Topos theory; show a category of presheaves is an elementary topos

[Mathmos6]

Homework Statement

Let $\mathcal{C}$ be a category such that, for each object $c \in Ob(\mathcal{C})$, the slice category $\mathcal{C}\,/c$ is equivalent to a small category, even though $\mathcal{C}$ may not be small. Show that the functor category $[ \mathcal{C}^{\text{ op}}, \bf{Set}]$ is an elementary topos.

The Attempt at a Solution

Well I know how to show this for a small category $\mathcal{C}$: we need finite limits, exponentials and a subobject classifier. For example in constructing exponentials we can apply Yoneda's Lemma to figure out how to define the exponential $G^F$ for 2 presheaves $F,\,G \in [\mathcal{C},\,\bf{Set}]$ as $G^F (c) = \mathrm{Hom}(\mathbf{y}c \times F, G)$. However, speaking in general we can't do this because we don't necessarily know everything is sufficiently small so as to correspond to sets: $\mathrm{Hom}(\mathbf{y}c \times F, G)$ may not be a set for example.
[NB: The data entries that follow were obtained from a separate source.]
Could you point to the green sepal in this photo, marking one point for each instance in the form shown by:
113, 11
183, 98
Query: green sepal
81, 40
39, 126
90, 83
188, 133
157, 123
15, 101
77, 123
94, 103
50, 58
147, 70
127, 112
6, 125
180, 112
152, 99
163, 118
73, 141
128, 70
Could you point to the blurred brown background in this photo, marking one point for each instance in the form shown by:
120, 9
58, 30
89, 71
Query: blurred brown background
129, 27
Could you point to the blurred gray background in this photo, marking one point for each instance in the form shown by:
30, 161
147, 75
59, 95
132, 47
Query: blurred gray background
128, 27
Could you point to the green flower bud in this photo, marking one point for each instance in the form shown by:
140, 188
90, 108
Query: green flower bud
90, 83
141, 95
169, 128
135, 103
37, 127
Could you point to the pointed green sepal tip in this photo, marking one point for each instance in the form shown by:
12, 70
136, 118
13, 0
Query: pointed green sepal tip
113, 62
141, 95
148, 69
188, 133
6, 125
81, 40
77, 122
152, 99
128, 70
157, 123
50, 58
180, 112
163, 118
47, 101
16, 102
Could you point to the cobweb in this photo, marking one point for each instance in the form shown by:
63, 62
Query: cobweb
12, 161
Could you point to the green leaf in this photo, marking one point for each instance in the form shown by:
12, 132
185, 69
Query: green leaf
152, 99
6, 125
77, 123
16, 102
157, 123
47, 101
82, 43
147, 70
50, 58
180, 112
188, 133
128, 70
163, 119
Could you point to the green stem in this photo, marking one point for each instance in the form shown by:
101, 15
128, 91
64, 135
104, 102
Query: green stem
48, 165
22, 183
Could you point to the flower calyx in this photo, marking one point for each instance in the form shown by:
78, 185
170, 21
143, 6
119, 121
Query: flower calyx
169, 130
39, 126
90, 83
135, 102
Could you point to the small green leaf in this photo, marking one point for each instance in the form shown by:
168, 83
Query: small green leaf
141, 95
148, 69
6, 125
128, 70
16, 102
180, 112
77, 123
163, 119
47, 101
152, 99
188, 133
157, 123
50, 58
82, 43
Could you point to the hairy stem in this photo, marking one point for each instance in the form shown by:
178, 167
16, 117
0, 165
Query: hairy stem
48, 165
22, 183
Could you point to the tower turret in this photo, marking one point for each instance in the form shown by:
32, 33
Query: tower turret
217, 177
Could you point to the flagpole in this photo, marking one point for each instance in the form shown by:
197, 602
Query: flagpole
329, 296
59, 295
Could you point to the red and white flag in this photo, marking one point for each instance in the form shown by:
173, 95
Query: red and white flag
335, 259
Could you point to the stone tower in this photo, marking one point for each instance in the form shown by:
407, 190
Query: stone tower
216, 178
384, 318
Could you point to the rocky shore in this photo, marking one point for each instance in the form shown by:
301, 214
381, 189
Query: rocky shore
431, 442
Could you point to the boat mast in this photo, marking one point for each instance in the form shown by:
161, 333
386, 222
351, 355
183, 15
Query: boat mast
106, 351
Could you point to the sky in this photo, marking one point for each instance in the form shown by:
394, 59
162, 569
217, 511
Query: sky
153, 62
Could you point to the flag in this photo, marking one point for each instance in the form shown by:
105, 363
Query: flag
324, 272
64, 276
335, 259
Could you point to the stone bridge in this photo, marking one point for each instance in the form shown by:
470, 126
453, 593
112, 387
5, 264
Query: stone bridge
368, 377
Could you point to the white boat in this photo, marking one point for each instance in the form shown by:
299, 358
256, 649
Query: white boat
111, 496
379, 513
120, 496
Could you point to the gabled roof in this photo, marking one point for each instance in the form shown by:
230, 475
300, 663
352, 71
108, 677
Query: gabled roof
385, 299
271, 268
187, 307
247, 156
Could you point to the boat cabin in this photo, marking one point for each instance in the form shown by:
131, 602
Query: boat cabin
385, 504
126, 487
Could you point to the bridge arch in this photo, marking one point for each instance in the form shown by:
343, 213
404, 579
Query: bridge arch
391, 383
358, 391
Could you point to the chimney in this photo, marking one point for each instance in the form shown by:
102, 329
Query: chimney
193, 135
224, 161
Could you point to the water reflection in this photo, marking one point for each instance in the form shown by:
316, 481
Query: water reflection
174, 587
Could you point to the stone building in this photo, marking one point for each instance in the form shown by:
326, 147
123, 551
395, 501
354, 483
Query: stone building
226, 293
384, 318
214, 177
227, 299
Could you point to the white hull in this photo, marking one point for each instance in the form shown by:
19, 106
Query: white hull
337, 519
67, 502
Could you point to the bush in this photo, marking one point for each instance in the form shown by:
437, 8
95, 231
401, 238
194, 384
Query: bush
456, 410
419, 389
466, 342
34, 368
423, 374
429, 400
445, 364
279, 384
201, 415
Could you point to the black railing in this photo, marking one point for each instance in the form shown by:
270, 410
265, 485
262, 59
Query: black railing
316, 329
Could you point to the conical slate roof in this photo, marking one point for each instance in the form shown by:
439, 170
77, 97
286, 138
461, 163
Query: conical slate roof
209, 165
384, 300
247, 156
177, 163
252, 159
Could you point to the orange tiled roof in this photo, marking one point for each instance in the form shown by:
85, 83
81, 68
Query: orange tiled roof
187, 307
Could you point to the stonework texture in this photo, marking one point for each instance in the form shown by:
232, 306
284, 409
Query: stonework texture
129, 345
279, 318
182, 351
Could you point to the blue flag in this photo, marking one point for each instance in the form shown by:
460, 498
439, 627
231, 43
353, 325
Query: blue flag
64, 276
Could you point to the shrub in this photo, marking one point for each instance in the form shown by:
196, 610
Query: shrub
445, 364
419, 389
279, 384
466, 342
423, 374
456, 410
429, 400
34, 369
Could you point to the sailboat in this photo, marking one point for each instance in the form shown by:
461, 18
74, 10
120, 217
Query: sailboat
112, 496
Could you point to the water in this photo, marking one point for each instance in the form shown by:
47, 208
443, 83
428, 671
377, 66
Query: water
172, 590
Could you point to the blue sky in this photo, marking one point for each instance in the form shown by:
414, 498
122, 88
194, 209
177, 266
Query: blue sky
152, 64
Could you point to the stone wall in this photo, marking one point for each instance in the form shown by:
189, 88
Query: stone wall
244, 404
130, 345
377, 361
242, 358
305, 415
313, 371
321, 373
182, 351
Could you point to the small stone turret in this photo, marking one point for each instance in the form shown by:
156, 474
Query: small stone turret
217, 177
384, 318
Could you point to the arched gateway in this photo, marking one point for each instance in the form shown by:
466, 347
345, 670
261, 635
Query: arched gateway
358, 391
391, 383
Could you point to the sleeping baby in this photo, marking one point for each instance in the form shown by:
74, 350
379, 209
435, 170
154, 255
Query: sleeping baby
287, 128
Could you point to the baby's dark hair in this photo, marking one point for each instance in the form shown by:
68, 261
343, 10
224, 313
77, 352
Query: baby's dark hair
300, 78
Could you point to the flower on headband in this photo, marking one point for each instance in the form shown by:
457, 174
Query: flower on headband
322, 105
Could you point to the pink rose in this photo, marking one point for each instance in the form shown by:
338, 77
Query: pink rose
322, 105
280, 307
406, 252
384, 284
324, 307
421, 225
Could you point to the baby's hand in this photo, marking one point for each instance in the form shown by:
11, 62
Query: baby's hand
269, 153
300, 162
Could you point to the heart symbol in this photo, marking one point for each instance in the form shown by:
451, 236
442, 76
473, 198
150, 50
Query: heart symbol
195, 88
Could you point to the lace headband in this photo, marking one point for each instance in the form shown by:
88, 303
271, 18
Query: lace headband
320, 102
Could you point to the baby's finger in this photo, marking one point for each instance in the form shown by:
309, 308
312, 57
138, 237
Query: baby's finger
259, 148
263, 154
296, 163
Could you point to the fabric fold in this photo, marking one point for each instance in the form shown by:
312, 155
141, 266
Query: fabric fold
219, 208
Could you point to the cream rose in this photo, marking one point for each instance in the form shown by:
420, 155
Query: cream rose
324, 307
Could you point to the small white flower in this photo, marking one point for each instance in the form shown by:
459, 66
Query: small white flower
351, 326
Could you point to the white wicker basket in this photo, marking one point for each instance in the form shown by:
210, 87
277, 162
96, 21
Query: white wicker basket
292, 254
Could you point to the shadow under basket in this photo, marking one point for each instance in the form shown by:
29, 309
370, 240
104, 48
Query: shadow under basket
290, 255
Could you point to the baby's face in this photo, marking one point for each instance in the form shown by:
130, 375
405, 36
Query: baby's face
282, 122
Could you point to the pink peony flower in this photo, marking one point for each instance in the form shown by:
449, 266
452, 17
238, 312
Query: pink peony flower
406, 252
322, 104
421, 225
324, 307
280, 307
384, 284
Presumably we need to use the condition on each slice category being equivalent to a small category in order to show these things are sets and then apply the standard proof (most of which can be found in MacLane and Moerdijk's Sheaves in Geometry and Logic p46-47 , but I can't seem to figure out how to do so. If anyone could suggest anything I'd be very grateful. Many thanks - M

 

[mighty2000]

Thank you for your interesting question. I agree with your approach to use Yoneda's Lemma to construct exponentials in the functor category [ \mathcal{C}^{\text{ op}}, \bf{Set}]. However, as you mentioned, we need to show that the Hom-sets in this category are sets, which may not be the case if \mathcal{C} is not small.

To solve this problem, we can use the fact that each slice category \mathcal{C}\,/c is equivalent to a small category. This means that the objects and morphisms in \mathcal{C}\,/c can be put in bijection with sets. Therefore, we can define the Hom-sets in [ \mathcal{C}^{\text{ op}}, \bf{Set}] as sets of morphisms in \mathcal{C}\,/c. In other words, for any two presheaves F, G \in [\mathcal{C},\,\bf{Set}], we can define Hom-sets as Hom-sets in the category \mathcal{C}\,/c, i.e. \mathrm{Hom}(F,G)(c) = \mathrm{Hom}_{\mathcal{C}\,/c}(F(c), G(c)).

Using this definition, we can show that the functor category [ \mathcal{C}^{\text{ op}}, \bf{Set}] has all the necessary properties to be an elementary topos. For example, we can use Yoneda's Lemma to show that this category has exponentials, as you suggested. We can also use the equivalence between \mathcal{C}\,/c and a small category to show that this category has finite limits and a subobject classifier.

I hope this helps to clarify your doubts. Please let me know if you have any further questions.